Mais si la force est incapable d’assurer la création d’un ordre de choses dont la liberté doit être le seul moteur, la patience, la résignation sont de bien peu de poids auprès des exploiteurs pour les amener à faire abandon de leurs privilèges.

Tendre la joue droite après avoir reçu un soufflet sur la gauche n’est pas à la portée de tous les caractères et tempéraments. Puis, pour un agresseur que cette humilité pourra amender, combien d’autres en abuseraient pour redoubler. Et ce qui serait efficace entre deux individus n’a plus aucune valeur quand celui qui donne le soufflet, est à deux cents lieues de celui qui le reçoit, et où tout ne s’accomplit que par une suite de ricochets et d’intermédiaires, comme sont organisées nos sociétés.

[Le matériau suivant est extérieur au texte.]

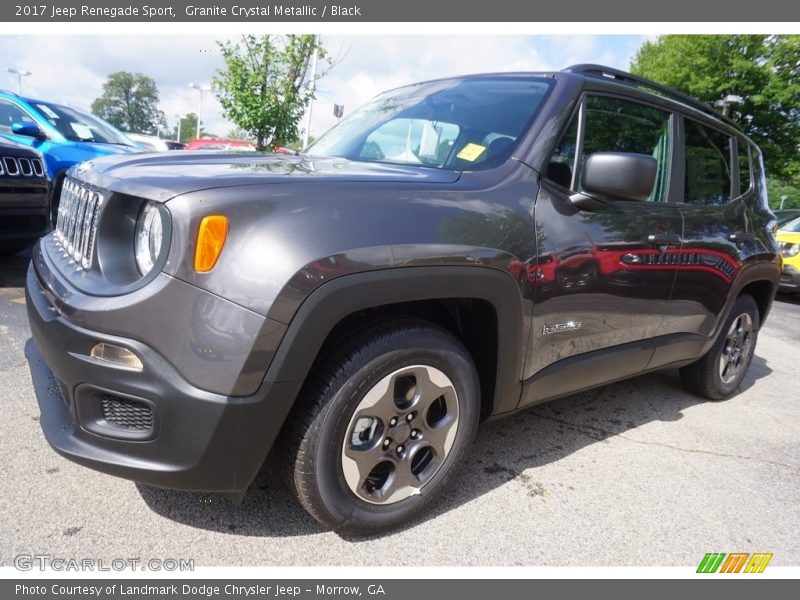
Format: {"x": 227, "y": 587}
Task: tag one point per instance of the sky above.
{"x": 72, "y": 68}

Les peuplades les plus douces qui ont reçu les Européens à bras ouverts n’ont pas tardé à être asservies et massacrées tout aussi bien que si elles leur eussent montré les dents. Celles qui ont résisté, ont pu être réduites, elles ont eu l’avantage de retarder leur asservissement et leur sort n’en a pas été pire. La force mène le monde, et si le raisonnement nous apprend que nous ne devons pas en abuser pour opprimer les autres, il nous apprend aussi qu’elle peut nous être utile pour repousser les tentatives d’oppression, briser l’esclavage que l’on a pu nous imposer dans des périodes de faiblesse physique ou intellectuelle.

Ce n’est que par des révoltes multipliées que les esclaves, depuis l’antiquité jusqu’à la guerre de Sécession, sont parvenus à transformer leur situation.